I paid and hurried toward home keeping a sharp eye out for Mr. Pearcy, but I didn’t see him again. Must’ve been my imagination. Or a trick of the light. Maybe it was just a reflection off the frosty door.
Now, looking at the steep, dark staircase in front of me, I inhaled slowly, feeling my lungs expand all the way down, moving my diaphragm just like Mr. Morrow, the music teacher, said we should. The image of Mr. Pearcy’s raggedy skull kept trying to creep into my mind, but I wouldn’t let it.
“Lalalalala,” I sang under my breath.

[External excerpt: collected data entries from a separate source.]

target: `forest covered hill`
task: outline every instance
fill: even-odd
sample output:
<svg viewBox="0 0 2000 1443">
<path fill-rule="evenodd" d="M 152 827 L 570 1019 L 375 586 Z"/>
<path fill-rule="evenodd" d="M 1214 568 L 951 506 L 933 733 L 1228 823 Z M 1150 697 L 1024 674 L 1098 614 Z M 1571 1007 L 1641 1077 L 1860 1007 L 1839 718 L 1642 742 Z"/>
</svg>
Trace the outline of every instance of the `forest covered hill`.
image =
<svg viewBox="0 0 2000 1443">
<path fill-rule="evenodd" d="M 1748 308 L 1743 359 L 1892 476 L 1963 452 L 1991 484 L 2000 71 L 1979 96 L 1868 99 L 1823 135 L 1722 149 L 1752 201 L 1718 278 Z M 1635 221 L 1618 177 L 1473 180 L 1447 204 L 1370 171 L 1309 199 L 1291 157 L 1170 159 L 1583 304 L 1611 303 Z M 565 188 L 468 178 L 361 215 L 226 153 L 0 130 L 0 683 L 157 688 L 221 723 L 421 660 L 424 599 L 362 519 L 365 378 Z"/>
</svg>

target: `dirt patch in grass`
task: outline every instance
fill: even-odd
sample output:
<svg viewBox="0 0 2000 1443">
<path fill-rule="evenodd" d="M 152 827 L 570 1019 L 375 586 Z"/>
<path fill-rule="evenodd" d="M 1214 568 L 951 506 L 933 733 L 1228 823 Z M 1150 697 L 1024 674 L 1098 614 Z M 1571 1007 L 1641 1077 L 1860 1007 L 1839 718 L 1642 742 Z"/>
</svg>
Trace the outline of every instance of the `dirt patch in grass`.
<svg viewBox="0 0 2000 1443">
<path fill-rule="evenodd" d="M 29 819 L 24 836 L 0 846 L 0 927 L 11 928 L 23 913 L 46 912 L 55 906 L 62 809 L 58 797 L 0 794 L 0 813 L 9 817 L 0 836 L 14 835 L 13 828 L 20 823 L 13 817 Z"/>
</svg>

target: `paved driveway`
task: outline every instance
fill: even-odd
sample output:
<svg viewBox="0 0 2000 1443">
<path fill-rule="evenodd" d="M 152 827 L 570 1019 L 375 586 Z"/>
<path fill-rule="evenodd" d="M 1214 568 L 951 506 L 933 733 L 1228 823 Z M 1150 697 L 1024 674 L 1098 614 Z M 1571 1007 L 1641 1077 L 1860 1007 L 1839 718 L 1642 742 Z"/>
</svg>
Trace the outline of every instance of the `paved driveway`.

Singing always calmed me down and made me feel better. Besides, I knew I hadn’t really seen anything. Stopping here on the way home had been in the back of my mind ever since Gramps had asked me to run down to the store. Just the idea of going in the haunted house was probably the reason I’d seen that awful thing. Over-active imagination, that’s what Gramps always said.
I started forward again. The house was deserted. No one had lived here for ages, and that made it spooky, as if it were holding in a breath, waiting for something. But what if someone else was here? Someone, or something, living upstairs where no one could see? A bum, or a bandit hiding out from the law? I knew it was possible because my Gramps was a semi-retired cop. He said the worst monsters were not under the bed or in the bedroom closet. Instead, they walked among us. I believed him. Gramps was all I had left. I had to believe him. Guess that’s why I didn’t really put much stock in things like ghosts. I was too smart for that, too worldly. But man, was it spooky!